The rehabilitation of sidewalks in Carrefour-Feuilles is part of a UNDP-supported pilot project that is repurposing debris from the 2010 earthquake for the construction of disaster-resistant houses, roads and riverbank protection structures.
More than 20 percent of the debris is recycled to make tiles, stairs and paving stones. So far, 80 percent of the 10 million cubic metres of rubble from the earthquake have been cleared from the streets through Haitian initiatives with the support of the international community. The joint UN debris management project has contributed to the removal of one million cubic metres. This programme has helped more than 20,000 people find temporary jobs, nearly 40 percent of them women.
To enable families repair and rebuild their homes themselves, UNDP has established community support centres in four neighbourhoods of the Haitian capital and in the city of Léogâne. Thirty thousand people benefitted from the initiative and over 1,000 families received US$500 dollar-grants to buy certified quality construction materials to repair their homes.

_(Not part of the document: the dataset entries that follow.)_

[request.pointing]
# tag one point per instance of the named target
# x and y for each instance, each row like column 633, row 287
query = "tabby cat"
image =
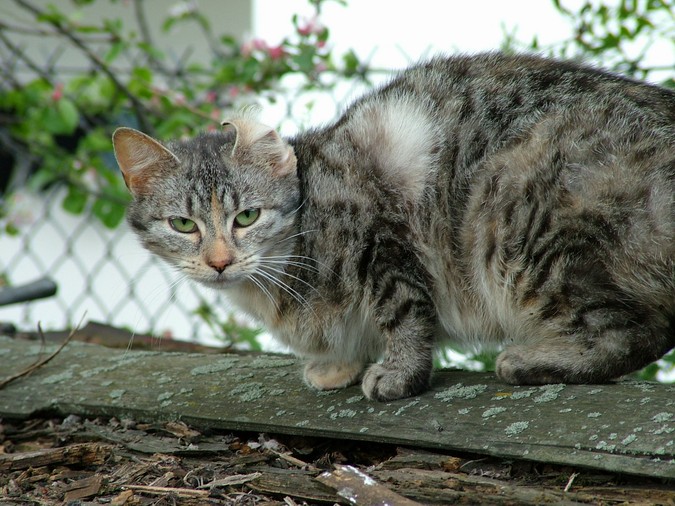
column 511, row 202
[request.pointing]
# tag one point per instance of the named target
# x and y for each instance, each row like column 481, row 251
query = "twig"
column 41, row 362
column 570, row 481
column 180, row 492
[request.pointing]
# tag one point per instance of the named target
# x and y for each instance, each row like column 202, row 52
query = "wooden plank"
column 628, row 427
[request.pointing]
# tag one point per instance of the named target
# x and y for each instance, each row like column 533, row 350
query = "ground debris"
column 130, row 463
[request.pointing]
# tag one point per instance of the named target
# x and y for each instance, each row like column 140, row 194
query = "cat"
column 498, row 201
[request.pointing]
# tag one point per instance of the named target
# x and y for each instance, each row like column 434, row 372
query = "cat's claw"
column 384, row 384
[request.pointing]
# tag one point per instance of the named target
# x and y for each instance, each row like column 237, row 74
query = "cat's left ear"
column 261, row 145
column 141, row 158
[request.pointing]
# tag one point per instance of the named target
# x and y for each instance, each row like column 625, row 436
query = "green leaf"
column 61, row 118
column 351, row 63
column 115, row 50
column 75, row 200
column 305, row 58
column 110, row 213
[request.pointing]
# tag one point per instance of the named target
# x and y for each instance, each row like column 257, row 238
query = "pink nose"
column 219, row 264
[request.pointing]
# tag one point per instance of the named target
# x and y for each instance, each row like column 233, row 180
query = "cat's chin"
column 219, row 282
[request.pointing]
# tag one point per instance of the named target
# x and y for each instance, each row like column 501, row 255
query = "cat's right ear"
column 141, row 158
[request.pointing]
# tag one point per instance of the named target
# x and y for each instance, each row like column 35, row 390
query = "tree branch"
column 139, row 109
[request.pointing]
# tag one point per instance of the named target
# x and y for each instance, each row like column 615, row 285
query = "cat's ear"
column 141, row 158
column 260, row 144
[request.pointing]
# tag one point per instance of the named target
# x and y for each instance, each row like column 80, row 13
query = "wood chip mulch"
column 78, row 462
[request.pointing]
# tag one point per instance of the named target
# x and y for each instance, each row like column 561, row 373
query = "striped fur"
column 498, row 201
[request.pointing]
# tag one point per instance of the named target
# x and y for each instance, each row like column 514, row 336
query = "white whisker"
column 263, row 289
column 294, row 277
column 284, row 286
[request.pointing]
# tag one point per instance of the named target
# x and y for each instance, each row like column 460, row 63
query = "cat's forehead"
column 204, row 147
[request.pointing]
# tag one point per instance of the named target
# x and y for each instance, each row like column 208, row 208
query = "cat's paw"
column 384, row 384
column 329, row 376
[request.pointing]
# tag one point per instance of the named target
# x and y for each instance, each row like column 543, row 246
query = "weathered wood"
column 626, row 427
column 87, row 454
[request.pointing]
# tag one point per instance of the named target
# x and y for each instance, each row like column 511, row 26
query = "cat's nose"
column 219, row 264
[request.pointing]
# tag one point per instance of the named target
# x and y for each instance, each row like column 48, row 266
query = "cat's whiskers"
column 282, row 260
column 296, row 235
column 264, row 289
column 287, row 288
column 280, row 271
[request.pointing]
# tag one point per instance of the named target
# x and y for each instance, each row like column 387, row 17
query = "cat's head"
column 215, row 206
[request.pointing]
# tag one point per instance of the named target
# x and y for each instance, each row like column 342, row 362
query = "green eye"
column 246, row 218
column 183, row 225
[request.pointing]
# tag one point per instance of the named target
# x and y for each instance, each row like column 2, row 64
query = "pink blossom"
column 311, row 26
column 57, row 94
column 233, row 92
column 276, row 52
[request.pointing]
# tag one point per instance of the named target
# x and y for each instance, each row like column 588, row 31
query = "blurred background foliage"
column 55, row 130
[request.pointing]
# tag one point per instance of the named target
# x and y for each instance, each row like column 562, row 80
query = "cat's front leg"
column 405, row 315
column 332, row 375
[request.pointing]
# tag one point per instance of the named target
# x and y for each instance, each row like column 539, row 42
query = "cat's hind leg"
column 597, row 341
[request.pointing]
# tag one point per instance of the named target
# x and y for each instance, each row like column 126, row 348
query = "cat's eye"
column 183, row 225
column 246, row 218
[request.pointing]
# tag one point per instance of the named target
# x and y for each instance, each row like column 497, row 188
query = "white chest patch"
column 401, row 136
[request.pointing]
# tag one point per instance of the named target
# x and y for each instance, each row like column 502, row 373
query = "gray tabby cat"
column 496, row 201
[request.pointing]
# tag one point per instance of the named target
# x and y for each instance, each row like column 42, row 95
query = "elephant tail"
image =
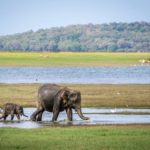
column 24, row 115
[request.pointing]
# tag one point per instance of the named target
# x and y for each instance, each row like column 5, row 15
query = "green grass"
column 77, row 138
column 70, row 59
column 93, row 95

These grants were made through the project’s innovative money transfer scheme via mobile phones, the first ever implemented in support of housing repair efforts. Nearly 7,000 people have been directly trained on practical issues related to safe repair and construction of houses and on urban planning and land tenure law in Haiti.
Through the Government’s “16/6” project, supported by UNDP and other partners, internally displaced persons camps were closed and more than 11,000 families returned to their neighbourhoods of origin, leaving behind tents to start a new life. The initiative focuses on the safe return of displaced families while boosting economic opportunities in affected neighbourhoods, by creating income-generating activities, improving basic services and supporting small- and medium-sized enterprises.
“The rehabilitation of this alleyway has greatly improved our way of life,” says Gera in Carrefour-Feuilles. “When it rains, students can now go to school without dirtying their shoes, and children can also play football.”